Given the correct input, at least a month ago, it could do all of those things.
(I am not sure that attempting to enforce this within the file(1) binary is optimal... after all, even though the attack surface is much reduced, file(1) could still have a bug somewhere prior to the sandboxing. If you could do a "chpriv -write_to_disk -socket -run_external_program /bin/file" that the OS would enforce, that would be cool. Someone should create that.)
If by "open sockets" you mean open existing sockets in read-only mode, it's so that it can identify them as sockets.

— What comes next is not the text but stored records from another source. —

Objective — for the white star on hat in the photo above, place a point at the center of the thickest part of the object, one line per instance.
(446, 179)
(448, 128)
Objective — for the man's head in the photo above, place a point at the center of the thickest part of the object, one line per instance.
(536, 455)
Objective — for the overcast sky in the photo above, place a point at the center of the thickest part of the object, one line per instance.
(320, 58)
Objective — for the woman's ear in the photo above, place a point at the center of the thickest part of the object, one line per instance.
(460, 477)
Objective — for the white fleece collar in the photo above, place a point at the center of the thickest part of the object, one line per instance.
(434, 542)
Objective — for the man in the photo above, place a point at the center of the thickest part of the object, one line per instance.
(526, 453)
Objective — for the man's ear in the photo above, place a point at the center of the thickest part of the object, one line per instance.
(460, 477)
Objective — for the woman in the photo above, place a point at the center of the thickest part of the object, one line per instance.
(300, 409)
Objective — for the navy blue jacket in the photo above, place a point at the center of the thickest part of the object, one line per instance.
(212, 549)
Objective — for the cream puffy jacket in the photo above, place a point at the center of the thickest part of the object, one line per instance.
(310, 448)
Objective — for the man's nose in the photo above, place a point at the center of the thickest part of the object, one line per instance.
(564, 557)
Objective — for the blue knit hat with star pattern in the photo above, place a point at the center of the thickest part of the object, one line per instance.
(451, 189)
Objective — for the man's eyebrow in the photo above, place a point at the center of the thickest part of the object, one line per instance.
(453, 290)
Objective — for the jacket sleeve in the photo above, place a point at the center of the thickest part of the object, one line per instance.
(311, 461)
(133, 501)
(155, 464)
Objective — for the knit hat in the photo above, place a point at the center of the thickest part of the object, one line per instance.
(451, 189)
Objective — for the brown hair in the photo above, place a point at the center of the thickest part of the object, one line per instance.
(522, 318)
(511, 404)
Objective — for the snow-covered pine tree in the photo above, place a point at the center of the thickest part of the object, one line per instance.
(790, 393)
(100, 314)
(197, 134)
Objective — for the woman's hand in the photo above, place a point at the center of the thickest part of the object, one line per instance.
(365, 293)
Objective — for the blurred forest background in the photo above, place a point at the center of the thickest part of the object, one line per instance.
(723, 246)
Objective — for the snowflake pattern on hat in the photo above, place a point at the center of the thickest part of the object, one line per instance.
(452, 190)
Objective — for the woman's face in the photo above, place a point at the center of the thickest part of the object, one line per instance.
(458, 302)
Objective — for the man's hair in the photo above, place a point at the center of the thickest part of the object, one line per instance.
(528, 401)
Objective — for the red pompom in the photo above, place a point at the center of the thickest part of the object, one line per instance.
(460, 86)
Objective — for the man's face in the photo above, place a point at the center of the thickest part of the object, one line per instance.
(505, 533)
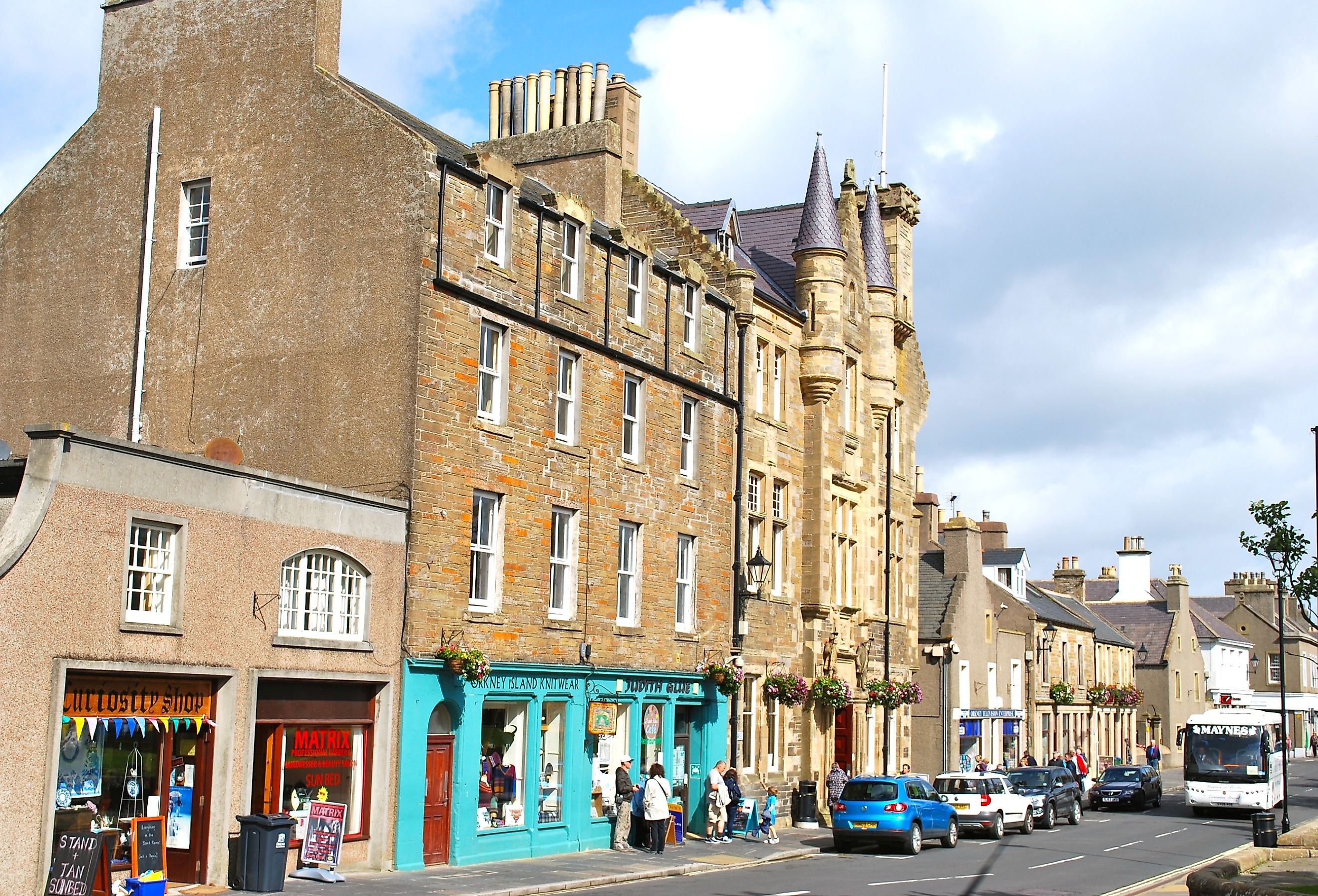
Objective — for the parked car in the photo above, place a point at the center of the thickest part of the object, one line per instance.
(1052, 791)
(903, 811)
(987, 802)
(1127, 786)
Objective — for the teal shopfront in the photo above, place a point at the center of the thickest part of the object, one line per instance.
(507, 769)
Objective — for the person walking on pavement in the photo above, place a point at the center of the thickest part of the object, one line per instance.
(657, 794)
(835, 783)
(624, 788)
(719, 802)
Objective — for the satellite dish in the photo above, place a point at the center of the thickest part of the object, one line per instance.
(223, 448)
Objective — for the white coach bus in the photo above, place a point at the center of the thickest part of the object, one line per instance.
(1233, 759)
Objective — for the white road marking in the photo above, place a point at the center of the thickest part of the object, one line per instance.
(930, 881)
(1048, 865)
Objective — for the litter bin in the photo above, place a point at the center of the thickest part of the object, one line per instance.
(1265, 829)
(263, 852)
(807, 803)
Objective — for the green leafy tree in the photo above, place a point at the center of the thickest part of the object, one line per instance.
(1287, 550)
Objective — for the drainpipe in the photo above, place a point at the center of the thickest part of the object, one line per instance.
(135, 431)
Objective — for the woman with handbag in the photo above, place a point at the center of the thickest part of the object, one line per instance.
(658, 791)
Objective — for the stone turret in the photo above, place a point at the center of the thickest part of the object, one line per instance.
(820, 260)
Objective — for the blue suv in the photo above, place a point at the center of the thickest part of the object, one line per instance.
(902, 811)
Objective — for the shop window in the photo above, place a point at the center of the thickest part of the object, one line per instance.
(153, 566)
(500, 802)
(324, 595)
(553, 748)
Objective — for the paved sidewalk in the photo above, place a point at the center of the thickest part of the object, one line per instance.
(574, 870)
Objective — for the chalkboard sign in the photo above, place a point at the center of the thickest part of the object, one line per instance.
(148, 852)
(74, 869)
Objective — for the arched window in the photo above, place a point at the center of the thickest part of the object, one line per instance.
(324, 595)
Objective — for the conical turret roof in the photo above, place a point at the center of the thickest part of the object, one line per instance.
(819, 217)
(878, 269)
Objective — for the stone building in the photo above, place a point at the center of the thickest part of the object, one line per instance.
(192, 639)
(1156, 616)
(976, 641)
(522, 336)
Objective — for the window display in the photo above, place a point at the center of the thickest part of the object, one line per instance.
(553, 732)
(500, 795)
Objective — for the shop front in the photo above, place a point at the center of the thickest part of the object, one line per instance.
(136, 748)
(522, 763)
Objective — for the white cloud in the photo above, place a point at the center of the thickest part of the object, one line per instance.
(961, 137)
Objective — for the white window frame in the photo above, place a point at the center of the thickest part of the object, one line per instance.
(691, 316)
(690, 435)
(487, 549)
(194, 222)
(563, 563)
(324, 594)
(497, 206)
(684, 618)
(157, 572)
(570, 256)
(636, 289)
(633, 419)
(491, 372)
(629, 574)
(567, 397)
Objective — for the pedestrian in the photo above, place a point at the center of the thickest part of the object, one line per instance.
(835, 783)
(717, 796)
(656, 802)
(624, 788)
(769, 819)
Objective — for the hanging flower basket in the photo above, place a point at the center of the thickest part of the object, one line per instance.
(789, 689)
(468, 663)
(726, 678)
(831, 692)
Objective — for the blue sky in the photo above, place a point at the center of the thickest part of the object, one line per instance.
(1118, 252)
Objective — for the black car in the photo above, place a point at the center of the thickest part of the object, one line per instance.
(1052, 791)
(1133, 787)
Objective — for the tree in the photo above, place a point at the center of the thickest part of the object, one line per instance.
(1286, 549)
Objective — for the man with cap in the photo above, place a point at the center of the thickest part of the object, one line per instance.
(624, 788)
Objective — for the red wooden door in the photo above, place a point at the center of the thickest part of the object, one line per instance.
(439, 786)
(843, 745)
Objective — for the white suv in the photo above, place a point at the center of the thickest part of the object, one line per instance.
(987, 802)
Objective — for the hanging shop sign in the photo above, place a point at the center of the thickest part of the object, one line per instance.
(602, 718)
(100, 697)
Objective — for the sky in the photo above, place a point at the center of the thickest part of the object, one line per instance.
(1117, 260)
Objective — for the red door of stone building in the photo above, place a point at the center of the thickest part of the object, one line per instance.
(439, 786)
(843, 745)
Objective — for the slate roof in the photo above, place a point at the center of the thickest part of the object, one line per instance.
(878, 268)
(935, 595)
(769, 239)
(1146, 622)
(450, 151)
(1003, 557)
(708, 217)
(1210, 627)
(819, 219)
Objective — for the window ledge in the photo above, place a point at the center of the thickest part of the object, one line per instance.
(575, 302)
(324, 643)
(495, 429)
(151, 629)
(497, 269)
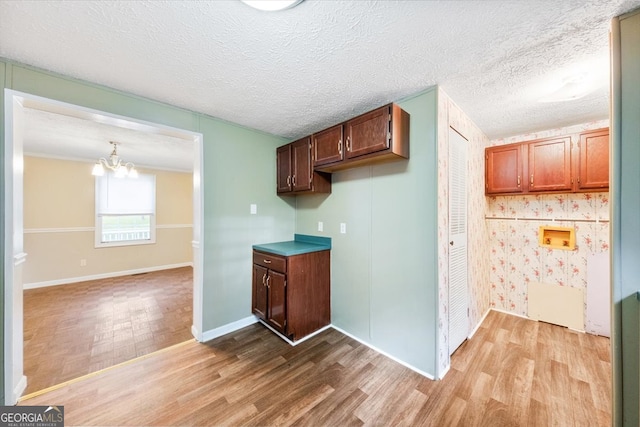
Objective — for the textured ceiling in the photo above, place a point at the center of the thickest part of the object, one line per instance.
(298, 71)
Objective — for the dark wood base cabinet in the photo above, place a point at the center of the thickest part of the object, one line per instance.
(292, 294)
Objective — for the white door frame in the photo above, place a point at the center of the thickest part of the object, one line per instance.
(459, 310)
(15, 381)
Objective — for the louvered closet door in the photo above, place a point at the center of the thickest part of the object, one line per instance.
(458, 289)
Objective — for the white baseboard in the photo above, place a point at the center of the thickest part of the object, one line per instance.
(444, 372)
(196, 333)
(301, 340)
(395, 359)
(18, 391)
(228, 328)
(510, 312)
(475, 329)
(70, 280)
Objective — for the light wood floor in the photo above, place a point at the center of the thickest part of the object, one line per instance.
(513, 372)
(72, 330)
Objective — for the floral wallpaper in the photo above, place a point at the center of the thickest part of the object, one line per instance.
(450, 115)
(516, 259)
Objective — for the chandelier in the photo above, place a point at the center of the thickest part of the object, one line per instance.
(115, 163)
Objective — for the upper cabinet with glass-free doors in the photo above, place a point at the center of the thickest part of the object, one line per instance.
(379, 136)
(551, 165)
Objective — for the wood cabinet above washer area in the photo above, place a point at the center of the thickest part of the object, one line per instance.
(379, 136)
(550, 165)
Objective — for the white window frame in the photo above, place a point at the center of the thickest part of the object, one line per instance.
(98, 222)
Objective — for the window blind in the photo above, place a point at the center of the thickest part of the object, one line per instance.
(125, 196)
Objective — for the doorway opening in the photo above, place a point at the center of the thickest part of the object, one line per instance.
(17, 104)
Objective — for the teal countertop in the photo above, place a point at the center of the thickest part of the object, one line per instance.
(301, 244)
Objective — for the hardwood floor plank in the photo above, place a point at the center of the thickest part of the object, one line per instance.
(73, 330)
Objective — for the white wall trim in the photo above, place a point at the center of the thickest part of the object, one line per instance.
(475, 329)
(104, 275)
(19, 389)
(226, 329)
(403, 363)
(301, 340)
(92, 229)
(511, 313)
(444, 371)
(20, 258)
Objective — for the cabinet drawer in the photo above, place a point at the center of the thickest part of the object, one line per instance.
(270, 261)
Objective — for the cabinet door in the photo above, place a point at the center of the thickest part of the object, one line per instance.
(301, 167)
(368, 133)
(276, 288)
(550, 165)
(593, 169)
(328, 146)
(259, 294)
(283, 166)
(503, 169)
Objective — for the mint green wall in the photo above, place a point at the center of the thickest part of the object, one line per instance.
(239, 169)
(625, 218)
(384, 269)
(2, 211)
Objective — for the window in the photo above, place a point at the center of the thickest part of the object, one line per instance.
(125, 210)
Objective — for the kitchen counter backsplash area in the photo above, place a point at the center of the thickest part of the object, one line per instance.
(516, 257)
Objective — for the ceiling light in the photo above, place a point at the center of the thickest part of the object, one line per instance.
(271, 5)
(115, 163)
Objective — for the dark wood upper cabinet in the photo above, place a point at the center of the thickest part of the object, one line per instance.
(368, 133)
(593, 166)
(379, 136)
(294, 171)
(504, 169)
(328, 146)
(301, 165)
(550, 164)
(283, 166)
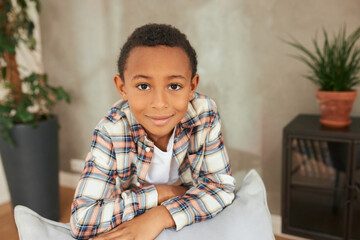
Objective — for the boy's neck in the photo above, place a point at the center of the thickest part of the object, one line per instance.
(162, 141)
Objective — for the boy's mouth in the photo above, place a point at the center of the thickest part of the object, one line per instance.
(160, 120)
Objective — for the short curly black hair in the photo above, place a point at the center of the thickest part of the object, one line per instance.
(154, 35)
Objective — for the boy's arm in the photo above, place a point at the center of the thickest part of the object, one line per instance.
(151, 223)
(98, 204)
(215, 186)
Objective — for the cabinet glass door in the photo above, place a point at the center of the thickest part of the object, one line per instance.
(355, 203)
(318, 184)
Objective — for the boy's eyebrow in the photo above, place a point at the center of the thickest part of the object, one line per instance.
(176, 76)
(140, 76)
(148, 77)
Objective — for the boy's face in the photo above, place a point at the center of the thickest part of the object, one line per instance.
(158, 87)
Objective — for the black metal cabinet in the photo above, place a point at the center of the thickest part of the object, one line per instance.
(321, 179)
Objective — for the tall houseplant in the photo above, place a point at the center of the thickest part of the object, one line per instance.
(28, 130)
(335, 70)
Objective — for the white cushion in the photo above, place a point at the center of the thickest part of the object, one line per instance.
(248, 218)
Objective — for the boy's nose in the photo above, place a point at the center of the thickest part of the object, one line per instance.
(159, 100)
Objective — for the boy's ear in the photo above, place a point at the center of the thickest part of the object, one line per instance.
(120, 86)
(194, 83)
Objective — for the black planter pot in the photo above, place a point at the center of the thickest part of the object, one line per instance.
(32, 167)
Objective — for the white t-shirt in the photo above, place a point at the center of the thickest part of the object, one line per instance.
(163, 167)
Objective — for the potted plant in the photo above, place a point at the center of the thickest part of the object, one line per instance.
(28, 130)
(335, 70)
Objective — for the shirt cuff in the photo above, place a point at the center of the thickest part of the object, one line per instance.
(151, 197)
(180, 212)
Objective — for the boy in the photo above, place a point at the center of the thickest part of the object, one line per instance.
(160, 135)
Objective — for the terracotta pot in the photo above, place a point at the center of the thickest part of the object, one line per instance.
(335, 107)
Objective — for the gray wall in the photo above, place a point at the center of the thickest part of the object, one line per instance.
(243, 65)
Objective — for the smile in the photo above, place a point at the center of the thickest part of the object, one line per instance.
(160, 121)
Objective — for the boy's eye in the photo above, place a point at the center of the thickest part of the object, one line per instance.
(174, 87)
(143, 86)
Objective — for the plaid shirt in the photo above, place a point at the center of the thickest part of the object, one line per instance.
(112, 186)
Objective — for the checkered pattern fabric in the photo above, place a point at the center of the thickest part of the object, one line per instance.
(111, 189)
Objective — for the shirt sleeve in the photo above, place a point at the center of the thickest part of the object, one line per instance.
(215, 186)
(99, 203)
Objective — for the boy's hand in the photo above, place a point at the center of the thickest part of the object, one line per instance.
(165, 192)
(146, 226)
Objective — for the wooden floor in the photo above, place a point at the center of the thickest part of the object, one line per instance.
(7, 224)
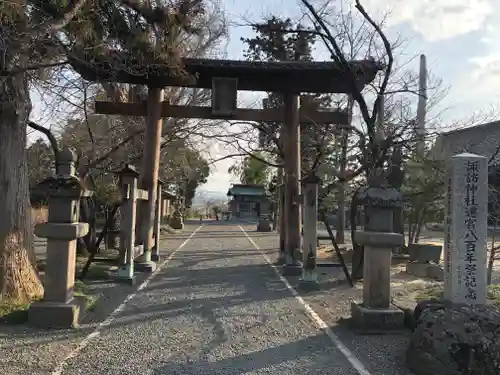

If by "open sockets" you mean create new sockets, I don't think it does do that:
https://github.com/threatstack/libmagic/search?utf8=%E2%9C%9...
> write to arbitrary files
It appears it only does this if running on OS/2 and investigating what's inside a compressed file. Under these conditions, a temporary file is necessary for platform-specific reasons:
https://github.com/threatstack/libmagic/blob/3dea7072b8d7e92...
https://github.com/threatstack/libmagic/blob/3dea7072b8d7e92...
It also writes to a non-arbitrary mmapped file (the magic database), because that's how such databases work; you query them by writing to them in a particular way:
https://github.com/threatstack/libmagic/blob/3dea7072b8d7e92...
> run external programs
I can't find any examples where it does that. Do you know of any?
This is what I am saying...given the right input, file(1) could do anything and everything. Yes, it's only due to a bug in file(1), but still that's kind of ridiculous.
We have all sorts of things in place to protect against other bugs (for example, segmentation faults), and there's 27 years of evidence that we need some more help.
Well, there's not code in file(1) to do that, but there's code that reads data in and makes decisions based on that data. Which means, if your attacker is more careful than the programmer was, you have possibly given that attacker a Turing machine.
All file needs to do is scan for some magic bytestrings, and optionally print the numbers at a handful of offsets. It currently does much more than that, which is why it's insecure and hard to fix.
If you feel the command does more than it needs to, could you call out a few examples of bloated features that you would cut?
But I haven't seen anything to disagree with file being similarly problematic. A quote like
To sum up: If somebody uses 'file' in an unconstrained OS environment on untrusted inputs, and he gets pwnd in the result, then it's not a security problem, it's an incompetence problem - and IMO it should be discussed elsewhere.
does not suggest that the program is very well designed.
Scanning for byte strings with no possibility of security flaw is a solved problem.